Our dear colleague Levi Bryant continues to grapple with Derrida, as the push-back he’s received has made him wonder if his reading might be wrong after all. After some study, however, he’s decided to stick with his reading, supported by the famous “there’s nothing outside the text” passage. In a comment to the post, I develop the possibility of what I call Kantian and Hegelian readings of Derrida, which I’d like to put forward in a more schematic way.
- The Kantian reading: Kant famously argues that we have no access to the things themselves unmediated by the a priori structures of human experience (most notably time and space). In the Kantian reading of Derrida, he repeats this move but with the proviso that the structure of human experience is fundamentally linguistic in character. Drawing from structuralist linguistics, he specifices that this means human experience is structured by relations with no positive terms, such that the Kantian a priori structures of time and space become deferral and difference, respectively — or, generalizing to a more fundamental principle, human experience is structured by differance. [A note: I've always been annoyed that the standard translations leave this term in French. Simply misspelling the English word seems better to me.] The thing itself is always, as it were, in retreat from us, and we will never catch up — all we can know is the trace that ultimately points to its perpetual absence.
- The Hegelian reading: In this reading, all of the above would still be true (and therefore the fact that Levi finds evidence for the Kantian reading would be no counterargument) — but instead of viewing the play of differance as an obstacle between us and the objects, it would posit differance as an inherent obstacle within all objects. In this view, the problem isn’t that we can’t get at objects beyond the play of differance, but rather that there just is no such thing as “objects” in the sense of a self-consistent self-presence. The way that human beings relate to the “outside” is just a special case of the way that all objects relate to each other, opening the path for a deconstructive ontology. This reading of Derrida seems to me to be the dominant trend among his most prominent and creative followers, including Nancy, Malabou, and Hagglund.

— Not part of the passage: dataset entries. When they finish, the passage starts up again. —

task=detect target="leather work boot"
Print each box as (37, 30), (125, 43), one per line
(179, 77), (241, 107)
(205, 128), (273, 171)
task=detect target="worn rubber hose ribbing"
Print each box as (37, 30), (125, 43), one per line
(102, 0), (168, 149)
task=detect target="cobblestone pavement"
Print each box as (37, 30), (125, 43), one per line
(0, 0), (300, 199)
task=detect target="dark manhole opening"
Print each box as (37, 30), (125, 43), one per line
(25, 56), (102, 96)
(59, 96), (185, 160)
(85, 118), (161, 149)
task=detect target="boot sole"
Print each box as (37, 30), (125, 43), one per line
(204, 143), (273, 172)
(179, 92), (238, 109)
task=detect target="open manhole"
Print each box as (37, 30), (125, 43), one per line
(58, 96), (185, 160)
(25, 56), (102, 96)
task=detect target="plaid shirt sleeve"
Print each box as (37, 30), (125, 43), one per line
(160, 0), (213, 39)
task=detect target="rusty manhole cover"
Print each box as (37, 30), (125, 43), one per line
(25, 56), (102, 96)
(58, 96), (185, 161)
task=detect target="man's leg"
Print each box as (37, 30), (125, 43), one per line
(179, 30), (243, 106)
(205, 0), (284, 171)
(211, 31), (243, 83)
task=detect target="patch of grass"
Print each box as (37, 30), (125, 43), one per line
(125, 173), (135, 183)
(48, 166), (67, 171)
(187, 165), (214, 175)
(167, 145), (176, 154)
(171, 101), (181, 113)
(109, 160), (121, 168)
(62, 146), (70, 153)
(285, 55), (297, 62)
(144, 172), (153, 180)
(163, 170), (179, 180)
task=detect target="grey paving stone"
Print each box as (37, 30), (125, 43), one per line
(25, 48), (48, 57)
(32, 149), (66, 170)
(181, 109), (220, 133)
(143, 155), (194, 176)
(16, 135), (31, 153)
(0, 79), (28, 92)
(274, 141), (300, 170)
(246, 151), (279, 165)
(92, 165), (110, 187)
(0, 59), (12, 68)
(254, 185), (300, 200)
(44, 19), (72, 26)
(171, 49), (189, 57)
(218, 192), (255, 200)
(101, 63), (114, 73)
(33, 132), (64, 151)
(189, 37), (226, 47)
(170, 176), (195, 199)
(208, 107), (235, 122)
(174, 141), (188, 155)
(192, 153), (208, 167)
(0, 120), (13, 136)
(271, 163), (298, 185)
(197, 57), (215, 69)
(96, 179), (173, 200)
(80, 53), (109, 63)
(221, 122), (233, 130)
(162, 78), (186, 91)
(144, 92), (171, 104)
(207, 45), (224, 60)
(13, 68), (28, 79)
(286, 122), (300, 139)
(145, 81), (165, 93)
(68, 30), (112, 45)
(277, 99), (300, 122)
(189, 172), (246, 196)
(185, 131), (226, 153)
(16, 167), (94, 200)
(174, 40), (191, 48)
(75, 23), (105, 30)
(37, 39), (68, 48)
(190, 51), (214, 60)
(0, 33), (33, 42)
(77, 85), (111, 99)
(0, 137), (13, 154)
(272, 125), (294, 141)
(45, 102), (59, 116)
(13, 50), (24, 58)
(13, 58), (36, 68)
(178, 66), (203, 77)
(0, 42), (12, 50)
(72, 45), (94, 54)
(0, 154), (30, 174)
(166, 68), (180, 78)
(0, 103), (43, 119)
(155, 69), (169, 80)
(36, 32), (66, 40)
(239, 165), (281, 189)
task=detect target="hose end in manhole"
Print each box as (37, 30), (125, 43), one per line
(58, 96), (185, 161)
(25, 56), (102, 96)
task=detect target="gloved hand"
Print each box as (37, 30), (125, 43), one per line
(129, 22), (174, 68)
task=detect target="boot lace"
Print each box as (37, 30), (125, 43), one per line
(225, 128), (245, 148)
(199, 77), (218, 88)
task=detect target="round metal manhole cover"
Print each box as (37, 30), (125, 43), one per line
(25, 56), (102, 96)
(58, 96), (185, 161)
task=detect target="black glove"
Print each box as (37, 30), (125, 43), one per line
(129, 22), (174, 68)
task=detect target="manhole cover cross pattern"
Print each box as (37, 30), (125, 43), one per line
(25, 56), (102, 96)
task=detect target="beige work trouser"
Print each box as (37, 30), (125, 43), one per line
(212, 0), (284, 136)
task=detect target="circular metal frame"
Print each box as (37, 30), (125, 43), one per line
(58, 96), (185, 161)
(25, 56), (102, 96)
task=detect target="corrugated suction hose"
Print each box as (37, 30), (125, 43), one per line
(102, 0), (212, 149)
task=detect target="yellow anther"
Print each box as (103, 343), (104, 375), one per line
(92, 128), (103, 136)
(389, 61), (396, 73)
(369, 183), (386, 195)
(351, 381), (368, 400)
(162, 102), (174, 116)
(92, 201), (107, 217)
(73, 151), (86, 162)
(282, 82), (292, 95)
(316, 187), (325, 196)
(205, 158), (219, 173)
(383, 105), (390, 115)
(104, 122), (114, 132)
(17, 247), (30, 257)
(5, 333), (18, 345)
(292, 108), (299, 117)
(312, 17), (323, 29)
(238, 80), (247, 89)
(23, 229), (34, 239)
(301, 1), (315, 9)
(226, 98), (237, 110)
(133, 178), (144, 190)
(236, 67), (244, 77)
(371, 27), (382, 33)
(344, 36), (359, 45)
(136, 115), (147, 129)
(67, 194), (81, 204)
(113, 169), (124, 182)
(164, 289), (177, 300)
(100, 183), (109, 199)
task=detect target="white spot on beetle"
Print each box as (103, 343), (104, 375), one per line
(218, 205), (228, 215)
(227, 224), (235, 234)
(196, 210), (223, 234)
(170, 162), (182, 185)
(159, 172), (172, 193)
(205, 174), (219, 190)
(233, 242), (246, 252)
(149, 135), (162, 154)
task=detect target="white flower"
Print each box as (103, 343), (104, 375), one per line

What seems to be causing problems for Levi in accepting the Hegelian reading is the fact that Derrida is constantly using linguistic terms, but Derrida’s point in “mutating” such terms to more general and sometimes barely recognizable meanings is to highlight the fact that there is no “proper” or “natural” way to speak of such things. By using linguistic terms for his “ontological” claims (though doubtless he’d be uncomfortable with characterizing things this way), he is actually emphasizing that language does not exhaust of “fit with” being — because, by definition, nothing “fits,” nothing can find a stable point of rest.